Globalization is a dynamic set of social processes that is transforming our present social condition of nationality into one of globality, characterised by tight global economic, political, cultural, and environmental interconnections that make most of the currently existing borders and boundaries irrelevant.
The economic dimension of globalisation is highly significant in shaping contemporary societies and organisations through the intensification and stretching of economic interrelations worldwide. Its key components include the deregulation of interest rates, the removal of credit controls, and the privatisation of government-owned banks and financial institutions. Globalisation of financial trading allows for increased mobility among different segments of the financial industry, with fewer restrictions and greater investment opportunities.
The enhanced role of international economic institutions such as the International Monetary Fund (IMF), World Bank, and World Trade Organisation (WTO) enjoy the privilege position of making and enforcing the rules of the global economy. In return for supplying much-needed loans to developing countries these institutions implemented the structural adjustment programs, mainly directed at countries with large foreign debts. It can be observed the impacts that trade liberalisation policies have on industries in the third world.
But globalisation is a multidimensional concept that is not easily reduced to just the economic dimension. The intensification of global economic interconnections is set into motion by a series of political decisions. The political dimension of globalisation refers to the intensification and expansion of political interrelations across the globe. Recent economic developments such as trade liberalisation and deregulation have significantly constrained the set of political options open to states. Thus, global markets frequently undermine the capacity of governments to set independent national policy restrictions.
However, the worldwide intensification of economic and political interaction does not consider in sufficient detail the cultural feasibility of global democracy, which makes the possibility of resistance and opposition just as real as the mutual accommodation and tolerance of differences.
The cultural dimension of globalisation refers to the intensification and expansion of cultural flows across the globe facilitated by the Internet and global media empires that rely on powerful communication technologies to spread their message, giving rise of an increasingly homogenised popular culture underwritten by western culture industry.
Corporate social responsibility (CSR) of business activity is strongly influenced by globalisation, particularly through the change and erosion of national political power. CSR has four kinds of social responsibilities, economic, legal, ethical, and philanthropic. These four components of CSR might be represented as a pyramid with economic responsibilities ‒ and profit motive as the primary incentive ‒ underpinning all other business responsibilities.
Business organisations have also to comply with laws and regulations as the ground rules under which they must operate. These legal responsibilities establish the ground of fair operations and are represented as the next layer on the pyramid. In this way, organisations are expected to perform in a consistent manner with the government and law expectations.

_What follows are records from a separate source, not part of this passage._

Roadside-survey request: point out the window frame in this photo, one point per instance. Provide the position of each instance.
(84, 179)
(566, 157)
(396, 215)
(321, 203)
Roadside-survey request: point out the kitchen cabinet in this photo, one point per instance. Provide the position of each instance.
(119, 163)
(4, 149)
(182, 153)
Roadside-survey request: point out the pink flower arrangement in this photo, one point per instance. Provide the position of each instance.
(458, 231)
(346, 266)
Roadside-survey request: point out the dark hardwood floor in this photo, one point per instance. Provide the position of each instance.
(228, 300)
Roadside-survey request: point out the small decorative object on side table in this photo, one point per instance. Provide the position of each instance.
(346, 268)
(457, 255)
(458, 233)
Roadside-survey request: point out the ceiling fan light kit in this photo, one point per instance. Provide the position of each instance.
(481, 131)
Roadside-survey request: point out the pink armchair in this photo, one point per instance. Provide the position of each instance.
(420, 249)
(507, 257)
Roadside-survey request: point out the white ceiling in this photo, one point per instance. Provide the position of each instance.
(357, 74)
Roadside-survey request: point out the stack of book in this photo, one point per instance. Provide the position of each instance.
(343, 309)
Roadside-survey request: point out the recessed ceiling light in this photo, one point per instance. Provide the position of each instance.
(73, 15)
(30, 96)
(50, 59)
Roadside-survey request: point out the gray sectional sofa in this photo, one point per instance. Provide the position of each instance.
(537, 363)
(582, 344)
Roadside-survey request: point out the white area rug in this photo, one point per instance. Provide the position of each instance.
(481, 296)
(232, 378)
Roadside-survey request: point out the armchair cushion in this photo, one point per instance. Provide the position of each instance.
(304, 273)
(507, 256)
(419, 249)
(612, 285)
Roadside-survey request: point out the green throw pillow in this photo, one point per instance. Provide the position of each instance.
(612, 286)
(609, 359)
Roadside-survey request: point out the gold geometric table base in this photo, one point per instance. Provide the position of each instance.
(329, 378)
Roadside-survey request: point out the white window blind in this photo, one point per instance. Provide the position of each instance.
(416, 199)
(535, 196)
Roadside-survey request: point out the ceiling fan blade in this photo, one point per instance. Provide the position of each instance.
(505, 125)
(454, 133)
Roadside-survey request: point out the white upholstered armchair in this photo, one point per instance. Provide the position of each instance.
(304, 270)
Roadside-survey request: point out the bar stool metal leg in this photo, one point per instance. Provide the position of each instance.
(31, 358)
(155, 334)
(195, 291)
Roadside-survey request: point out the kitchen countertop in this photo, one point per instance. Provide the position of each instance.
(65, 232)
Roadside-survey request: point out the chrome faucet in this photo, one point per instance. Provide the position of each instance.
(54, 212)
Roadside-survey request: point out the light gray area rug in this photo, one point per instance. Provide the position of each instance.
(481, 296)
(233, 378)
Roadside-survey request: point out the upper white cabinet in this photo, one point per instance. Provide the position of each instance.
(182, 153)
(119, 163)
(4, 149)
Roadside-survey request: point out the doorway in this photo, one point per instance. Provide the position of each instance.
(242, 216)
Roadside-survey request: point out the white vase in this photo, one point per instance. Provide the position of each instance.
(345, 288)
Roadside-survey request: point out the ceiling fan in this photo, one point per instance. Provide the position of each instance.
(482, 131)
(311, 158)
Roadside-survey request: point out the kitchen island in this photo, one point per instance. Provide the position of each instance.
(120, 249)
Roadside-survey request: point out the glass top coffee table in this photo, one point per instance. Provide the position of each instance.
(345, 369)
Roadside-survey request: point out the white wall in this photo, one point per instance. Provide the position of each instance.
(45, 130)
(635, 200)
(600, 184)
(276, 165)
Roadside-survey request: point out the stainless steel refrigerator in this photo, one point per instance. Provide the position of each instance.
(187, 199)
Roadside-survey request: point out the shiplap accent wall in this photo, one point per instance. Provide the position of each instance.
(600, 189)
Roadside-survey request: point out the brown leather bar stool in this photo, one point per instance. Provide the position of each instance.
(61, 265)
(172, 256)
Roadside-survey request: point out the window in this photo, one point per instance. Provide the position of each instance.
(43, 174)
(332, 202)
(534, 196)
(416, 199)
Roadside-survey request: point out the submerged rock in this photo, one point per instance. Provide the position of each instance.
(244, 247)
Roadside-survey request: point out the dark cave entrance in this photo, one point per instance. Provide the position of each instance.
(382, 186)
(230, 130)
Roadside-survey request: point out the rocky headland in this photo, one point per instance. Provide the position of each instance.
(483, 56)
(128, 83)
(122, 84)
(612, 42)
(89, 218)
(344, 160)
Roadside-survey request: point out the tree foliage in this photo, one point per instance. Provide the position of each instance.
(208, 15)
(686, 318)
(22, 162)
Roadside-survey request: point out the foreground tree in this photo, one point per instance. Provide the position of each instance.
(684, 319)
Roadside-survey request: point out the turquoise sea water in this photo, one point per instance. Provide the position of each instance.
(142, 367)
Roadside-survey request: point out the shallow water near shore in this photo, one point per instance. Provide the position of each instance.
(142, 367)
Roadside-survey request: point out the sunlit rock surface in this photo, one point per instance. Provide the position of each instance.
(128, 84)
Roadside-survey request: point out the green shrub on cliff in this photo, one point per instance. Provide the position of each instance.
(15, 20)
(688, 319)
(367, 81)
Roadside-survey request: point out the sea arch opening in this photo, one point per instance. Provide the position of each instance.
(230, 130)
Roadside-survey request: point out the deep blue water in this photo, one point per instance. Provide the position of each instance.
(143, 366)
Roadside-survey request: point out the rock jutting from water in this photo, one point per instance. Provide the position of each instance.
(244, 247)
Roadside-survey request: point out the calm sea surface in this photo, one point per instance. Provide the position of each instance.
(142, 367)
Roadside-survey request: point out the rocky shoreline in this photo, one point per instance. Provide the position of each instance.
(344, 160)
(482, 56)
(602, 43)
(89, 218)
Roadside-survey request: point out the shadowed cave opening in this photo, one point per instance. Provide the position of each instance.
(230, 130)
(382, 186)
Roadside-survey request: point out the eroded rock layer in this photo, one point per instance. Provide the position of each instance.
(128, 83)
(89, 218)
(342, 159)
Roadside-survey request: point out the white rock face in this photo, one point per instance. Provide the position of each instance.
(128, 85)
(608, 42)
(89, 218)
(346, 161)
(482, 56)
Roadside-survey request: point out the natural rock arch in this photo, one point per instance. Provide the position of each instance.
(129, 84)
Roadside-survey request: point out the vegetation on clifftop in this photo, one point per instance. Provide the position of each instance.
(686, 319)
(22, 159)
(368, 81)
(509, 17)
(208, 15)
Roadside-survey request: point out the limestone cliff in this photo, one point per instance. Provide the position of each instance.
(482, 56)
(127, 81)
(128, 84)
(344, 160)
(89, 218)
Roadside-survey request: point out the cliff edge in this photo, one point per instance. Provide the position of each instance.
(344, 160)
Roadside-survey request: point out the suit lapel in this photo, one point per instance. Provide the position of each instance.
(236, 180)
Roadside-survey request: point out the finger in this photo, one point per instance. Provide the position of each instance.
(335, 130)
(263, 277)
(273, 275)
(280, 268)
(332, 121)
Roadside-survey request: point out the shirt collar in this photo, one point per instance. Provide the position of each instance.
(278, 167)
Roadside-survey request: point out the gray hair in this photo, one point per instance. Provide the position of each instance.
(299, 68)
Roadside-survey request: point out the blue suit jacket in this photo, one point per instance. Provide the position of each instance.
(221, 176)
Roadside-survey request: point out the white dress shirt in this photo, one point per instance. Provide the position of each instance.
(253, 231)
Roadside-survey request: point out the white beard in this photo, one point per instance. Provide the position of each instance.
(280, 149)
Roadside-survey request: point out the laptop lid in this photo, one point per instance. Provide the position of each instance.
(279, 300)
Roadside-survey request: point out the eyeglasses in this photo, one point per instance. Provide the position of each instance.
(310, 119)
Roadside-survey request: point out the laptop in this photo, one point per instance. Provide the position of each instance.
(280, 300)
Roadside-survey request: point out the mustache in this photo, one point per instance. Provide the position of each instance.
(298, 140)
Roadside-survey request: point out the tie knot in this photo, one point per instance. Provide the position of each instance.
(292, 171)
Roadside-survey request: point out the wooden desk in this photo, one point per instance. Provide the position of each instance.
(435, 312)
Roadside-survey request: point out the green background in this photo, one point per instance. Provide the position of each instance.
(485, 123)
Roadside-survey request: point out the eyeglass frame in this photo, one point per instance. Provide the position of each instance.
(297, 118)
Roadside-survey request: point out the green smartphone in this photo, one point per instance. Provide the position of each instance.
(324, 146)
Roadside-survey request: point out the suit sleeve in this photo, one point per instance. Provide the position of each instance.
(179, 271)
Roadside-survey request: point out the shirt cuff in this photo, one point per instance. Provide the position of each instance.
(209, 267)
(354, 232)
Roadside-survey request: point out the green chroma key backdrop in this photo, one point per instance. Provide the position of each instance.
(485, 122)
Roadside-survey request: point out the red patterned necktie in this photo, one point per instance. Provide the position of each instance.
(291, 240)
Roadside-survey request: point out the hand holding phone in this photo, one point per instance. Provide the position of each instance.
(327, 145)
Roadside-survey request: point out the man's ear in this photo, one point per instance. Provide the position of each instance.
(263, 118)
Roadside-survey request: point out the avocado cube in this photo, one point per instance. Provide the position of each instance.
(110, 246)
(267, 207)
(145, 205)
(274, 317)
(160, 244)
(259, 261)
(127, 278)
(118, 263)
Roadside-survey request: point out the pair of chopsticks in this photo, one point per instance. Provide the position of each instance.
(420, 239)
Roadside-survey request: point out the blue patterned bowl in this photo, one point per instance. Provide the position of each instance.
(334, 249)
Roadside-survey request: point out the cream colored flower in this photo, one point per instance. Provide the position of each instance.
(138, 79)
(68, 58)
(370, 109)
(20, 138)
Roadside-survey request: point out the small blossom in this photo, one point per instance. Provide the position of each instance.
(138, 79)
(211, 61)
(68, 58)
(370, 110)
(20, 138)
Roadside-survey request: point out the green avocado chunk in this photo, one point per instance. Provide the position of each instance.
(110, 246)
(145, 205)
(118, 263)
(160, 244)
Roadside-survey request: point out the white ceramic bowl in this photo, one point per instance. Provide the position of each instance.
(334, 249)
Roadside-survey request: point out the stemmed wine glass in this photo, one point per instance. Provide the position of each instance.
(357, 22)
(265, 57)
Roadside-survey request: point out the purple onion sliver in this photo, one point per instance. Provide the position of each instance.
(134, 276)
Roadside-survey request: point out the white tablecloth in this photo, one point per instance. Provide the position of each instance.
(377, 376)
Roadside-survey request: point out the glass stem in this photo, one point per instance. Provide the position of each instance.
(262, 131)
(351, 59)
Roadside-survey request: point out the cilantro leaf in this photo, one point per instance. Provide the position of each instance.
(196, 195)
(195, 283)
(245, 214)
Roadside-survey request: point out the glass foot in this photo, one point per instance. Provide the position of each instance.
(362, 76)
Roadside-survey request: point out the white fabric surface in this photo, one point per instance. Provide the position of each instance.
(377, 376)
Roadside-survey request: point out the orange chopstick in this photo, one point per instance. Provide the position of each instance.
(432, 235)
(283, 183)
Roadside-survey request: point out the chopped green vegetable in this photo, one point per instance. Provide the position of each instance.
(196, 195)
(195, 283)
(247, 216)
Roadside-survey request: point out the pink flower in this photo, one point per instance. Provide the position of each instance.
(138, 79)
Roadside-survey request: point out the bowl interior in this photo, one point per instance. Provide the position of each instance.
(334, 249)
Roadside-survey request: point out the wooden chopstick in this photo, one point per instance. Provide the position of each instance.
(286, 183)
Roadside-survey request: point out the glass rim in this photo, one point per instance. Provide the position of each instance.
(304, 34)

However, society also expects from organisations other activities and practices that are not codified into law. These ethical responsibilities embrace those norms that reflect a concern for what consumers, employees, shareholders and community regard as right, just, and fair (i.e. moral rights), and are represented as the next layer of the CSR pyramid. Thus, corporate behaviour goes beyond mere compliance with laws and regulations.
Globalization, as defined in terms of the deterritorialisation of economic activities, is particularly affecting business ethics in three main areas – culture, law, and accountability.
Within the cultural issues, it could be seen how corporations increasingly engage in overseas markets, suddenly finding themselves confronted with new and diverse ethical demands.
Moral values, which were taken for granted in the home market, may get questioned as soon as corporations enter foreign markets.
The legal issues are closely linked with ethics and law. As soon as a company leaves its home territory the legal framework becomes very different. Consequently, managers can no longer simply rely on the legal framework when deciding on the right or wrong of certain business practices.
Finally, globalization leads to a growing demand for corporate accountability where business ethics can respond to the various stakeholders’ claims.
Writing CRS strategies is an important step but implementing them can be a different story as the good intentions do not always come into practice as planned.